One More Call

November 23, 2011

This blog continues with lessons learned on my highly motivating but sometimes hot seat at the MHSAA.  It’s Lesson No. 4:  Make one more call.

Not 100 percent of the time, but well over 50 percent of the time, if I had made one more call before making or communicating a tough decision, either the decision would have been different or, more often, the decision would have been received better.

Obviously there are limits to this. There always could be one more call.  But it has become a “Roberts Rule of Order” anyway to make one more call. For I can trace an inordinate percentage of wrong decisions, or bad reactions to correct decisions, to not making one more call.

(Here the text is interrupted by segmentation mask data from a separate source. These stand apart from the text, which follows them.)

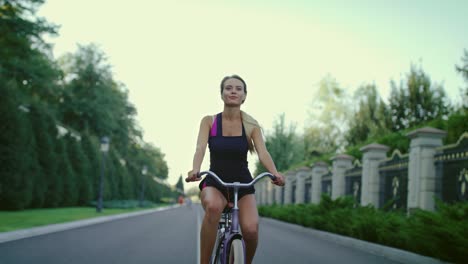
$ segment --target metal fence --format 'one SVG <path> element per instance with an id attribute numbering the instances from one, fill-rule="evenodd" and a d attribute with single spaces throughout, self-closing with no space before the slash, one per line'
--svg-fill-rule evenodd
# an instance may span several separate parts
<path id="1" fill-rule="evenodd" d="M 310 203 L 312 200 L 311 191 L 312 191 L 312 179 L 305 180 L 305 190 L 304 190 L 304 203 Z"/>
<path id="2" fill-rule="evenodd" d="M 353 168 L 345 172 L 345 195 L 353 196 L 356 203 L 361 203 L 362 165 L 354 163 Z"/>
<path id="3" fill-rule="evenodd" d="M 444 202 L 468 201 L 468 133 L 435 155 L 437 186 Z M 440 184 L 439 184 L 440 183 Z"/>
<path id="4" fill-rule="evenodd" d="M 322 193 L 332 195 L 332 172 L 329 171 L 327 174 L 322 176 Z"/>
<path id="5" fill-rule="evenodd" d="M 392 157 L 379 165 L 379 207 L 406 209 L 408 200 L 408 154 L 395 151 Z"/>

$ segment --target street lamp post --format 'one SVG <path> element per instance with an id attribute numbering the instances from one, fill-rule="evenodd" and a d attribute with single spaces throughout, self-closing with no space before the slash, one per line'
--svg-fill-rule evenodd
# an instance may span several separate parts
<path id="1" fill-rule="evenodd" d="M 109 151 L 109 142 L 110 142 L 110 139 L 108 137 L 101 138 L 101 152 L 102 152 L 101 176 L 99 178 L 98 202 L 96 204 L 96 212 L 98 213 L 102 211 L 102 196 L 104 192 L 104 172 L 106 169 L 106 154 Z"/>
<path id="2" fill-rule="evenodd" d="M 143 200 L 145 198 L 145 175 L 148 172 L 148 167 L 143 166 L 141 169 L 141 190 L 140 190 L 140 207 L 143 207 Z"/>

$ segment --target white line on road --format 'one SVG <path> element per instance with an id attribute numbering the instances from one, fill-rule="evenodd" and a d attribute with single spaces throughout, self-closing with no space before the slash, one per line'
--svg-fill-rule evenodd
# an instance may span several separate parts
<path id="1" fill-rule="evenodd" d="M 201 231 L 201 220 L 200 220 L 200 207 L 197 208 L 197 263 L 200 264 L 200 231 Z"/>

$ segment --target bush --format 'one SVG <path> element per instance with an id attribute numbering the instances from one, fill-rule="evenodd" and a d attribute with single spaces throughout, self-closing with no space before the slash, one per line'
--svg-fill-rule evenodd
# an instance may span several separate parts
<path id="1" fill-rule="evenodd" d="M 323 195 L 320 204 L 260 206 L 259 213 L 285 222 L 355 237 L 463 263 L 468 259 L 468 203 L 443 204 L 437 211 L 383 211 L 356 206 L 352 197 L 332 200 Z"/>

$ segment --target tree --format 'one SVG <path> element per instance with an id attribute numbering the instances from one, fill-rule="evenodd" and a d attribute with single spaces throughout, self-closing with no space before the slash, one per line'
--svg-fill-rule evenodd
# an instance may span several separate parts
<path id="1" fill-rule="evenodd" d="M 55 35 L 57 27 L 35 15 L 43 2 L 0 2 L 0 79 L 12 79 L 24 94 L 56 103 L 59 90 L 55 84 L 60 73 L 46 55 L 50 45 L 42 35 Z"/>
<path id="2" fill-rule="evenodd" d="M 123 85 L 113 80 L 106 57 L 95 45 L 79 46 L 60 59 L 65 73 L 63 122 L 77 131 L 107 135 L 124 155 L 127 146 L 141 138 L 135 107 Z"/>
<path id="3" fill-rule="evenodd" d="M 90 174 L 89 160 L 83 151 L 81 136 L 72 135 L 70 137 L 66 137 L 66 140 L 68 144 L 70 165 L 76 180 L 76 185 L 73 188 L 73 192 L 77 195 L 76 205 L 87 205 L 93 197 L 91 192 L 92 182 L 88 176 Z"/>
<path id="4" fill-rule="evenodd" d="M 128 173 L 133 177 L 134 193 L 138 196 L 143 184 L 145 199 L 159 202 L 168 189 L 153 179 L 155 177 L 161 180 L 167 179 L 168 167 L 161 150 L 150 143 L 134 143 L 129 146 L 125 160 Z M 141 174 L 143 166 L 147 168 L 146 175 Z"/>
<path id="5" fill-rule="evenodd" d="M 304 159 L 302 139 L 295 132 L 293 124 L 286 126 L 285 114 L 281 114 L 275 121 L 273 132 L 265 136 L 265 145 L 278 171 L 286 171 L 290 166 Z M 266 171 L 257 161 L 255 175 Z"/>
<path id="6" fill-rule="evenodd" d="M 323 78 L 314 94 L 308 124 L 304 129 L 307 156 L 314 152 L 330 153 L 344 149 L 350 112 L 345 90 L 332 76 Z"/>
<path id="7" fill-rule="evenodd" d="M 184 192 L 184 179 L 182 178 L 182 174 L 180 175 L 175 187 L 177 191 L 180 191 L 182 193 Z"/>
<path id="8" fill-rule="evenodd" d="M 21 210 L 30 205 L 39 168 L 35 140 L 16 83 L 0 82 L 0 92 L 0 209 Z"/>
<path id="9" fill-rule="evenodd" d="M 462 107 L 465 111 L 468 110 L 468 50 L 464 51 L 462 57 L 462 65 L 455 65 L 455 69 L 465 79 L 465 89 L 460 92 L 462 98 Z"/>
<path id="10" fill-rule="evenodd" d="M 399 87 L 394 81 L 391 85 L 389 107 L 393 131 L 446 117 L 450 112 L 443 87 L 433 84 L 421 68 L 411 66 L 410 72 L 406 79 L 400 81 Z"/>
<path id="11" fill-rule="evenodd" d="M 57 206 L 73 206 L 78 202 L 78 193 L 75 191 L 77 185 L 76 176 L 70 164 L 69 148 L 70 146 L 66 137 L 63 136 L 57 140 L 57 169 L 59 177 L 54 182 L 53 188 L 55 202 Z"/>
<path id="12" fill-rule="evenodd" d="M 40 166 L 34 182 L 32 206 L 40 208 L 48 205 L 48 189 L 58 177 L 54 145 L 57 128 L 55 119 L 43 102 L 37 101 L 30 107 L 30 116 L 36 140 L 35 152 Z"/>
<path id="13" fill-rule="evenodd" d="M 346 141 L 355 145 L 367 138 L 381 135 L 388 131 L 391 119 L 387 115 L 387 106 L 380 98 L 374 84 L 361 86 L 354 94 L 357 109 L 351 117 L 350 127 L 346 133 Z"/>

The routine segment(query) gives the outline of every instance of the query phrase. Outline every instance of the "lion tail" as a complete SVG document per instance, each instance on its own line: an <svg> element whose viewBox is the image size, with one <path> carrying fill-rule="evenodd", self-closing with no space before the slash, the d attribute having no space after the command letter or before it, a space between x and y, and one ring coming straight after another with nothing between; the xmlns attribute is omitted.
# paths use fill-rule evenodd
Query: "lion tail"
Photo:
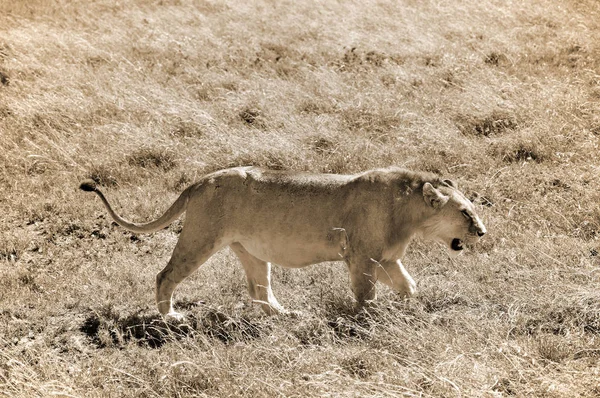
<svg viewBox="0 0 600 398"><path fill-rule="evenodd" d="M157 220L150 221L145 224L136 224L125 220L124 218L120 217L117 213L114 212L102 191L98 189L98 186L96 185L95 181L83 181L79 186L79 189L86 192L95 192L102 200L102 203L104 203L104 206L108 210L108 213L110 214L112 219L115 220L115 222L123 228L126 228L131 232L135 233L149 233L165 228L173 221L175 221L175 219L186 210L189 200L189 188L187 188L185 191L183 191L181 195L179 195L179 198L177 198L177 200L171 205L171 207L169 207L169 209Z"/></svg>

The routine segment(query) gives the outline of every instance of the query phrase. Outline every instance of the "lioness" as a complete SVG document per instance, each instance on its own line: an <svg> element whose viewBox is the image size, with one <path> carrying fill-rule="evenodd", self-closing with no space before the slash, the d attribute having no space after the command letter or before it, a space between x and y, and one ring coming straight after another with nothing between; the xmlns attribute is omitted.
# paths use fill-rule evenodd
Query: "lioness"
<svg viewBox="0 0 600 398"><path fill-rule="evenodd" d="M415 235L437 240L452 252L486 233L473 204L450 180L399 168L354 175L307 174L236 167L220 170L189 186L158 219L124 220L93 181L111 217L133 232L153 232L187 210L179 241L156 276L161 314L174 311L175 287L219 249L239 257L248 291L267 314L285 312L271 290L271 263L304 267L343 260L359 304L375 299L375 282L403 296L415 282L400 259Z"/></svg>

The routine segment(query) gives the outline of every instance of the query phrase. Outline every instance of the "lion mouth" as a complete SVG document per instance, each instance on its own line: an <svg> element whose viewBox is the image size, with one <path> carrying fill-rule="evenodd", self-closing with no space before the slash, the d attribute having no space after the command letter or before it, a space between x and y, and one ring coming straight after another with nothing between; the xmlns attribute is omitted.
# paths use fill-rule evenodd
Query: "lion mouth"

More often than not on difficult decisions, I work in tandem with other MHSAA staff and especially Associate Director Tom Rashid who now routinely makes that one more call. It has improved both our decisions and communications.

The Limitation of Rules – Part 1

September 2, 2016

From the age of 10 to 20, my position as a baseball player was catcher. Sometime during that decade I was taught to return the ball to the pitcher with authority, with a snap throw from my ear, targeting the glove-side shoulder of the pitcher.

I caught every inning of every game, including doubleheaders. In those years, there was less concern than today for protecting the arms of pitchers, and there was no thought given to the throwing arms of catchers.

Today, the shoulder of my throwing arm is shot; I cannot throw a ball overhand with any force.

But here’s the thing. I didn’t ruin my throwing arm in youth and school baseball; I wrecked it as an adult doing silly things with a tennis ball on the beach with my teenage son. We had a blast for a summer afternoon, and I’ve paid for it the rest of my life.

The point of this brief baseball bio is to demonstrate an example of the limitations of rules.

We can identify dozens of risks to student-athletes and we can promulgate an equal number of rules to help them avoid injuries in our programs; but we cannot protect them against a lack of common sense in our programs or accidents in other aspects of their lives.

Even if we implement new rules to limit the number of pitches by a player, what good is that if, after reaching the limit, the pitcher and catcher switch positions? Do we need a rule to address that coaching decision too?

Do we need rules that prohibit large students from practicing against small, or experienced players from competing against inexperienced? How would we ever monitor or enforce such rules? Where do rules leave off and common sense take over?

Even if we put players in bubble wrap for sports, what do we do about their decisions away from sports, perhaps in vehicles, with their friends and their cell phones? Where do laws and rules stop, and personal responsibility start?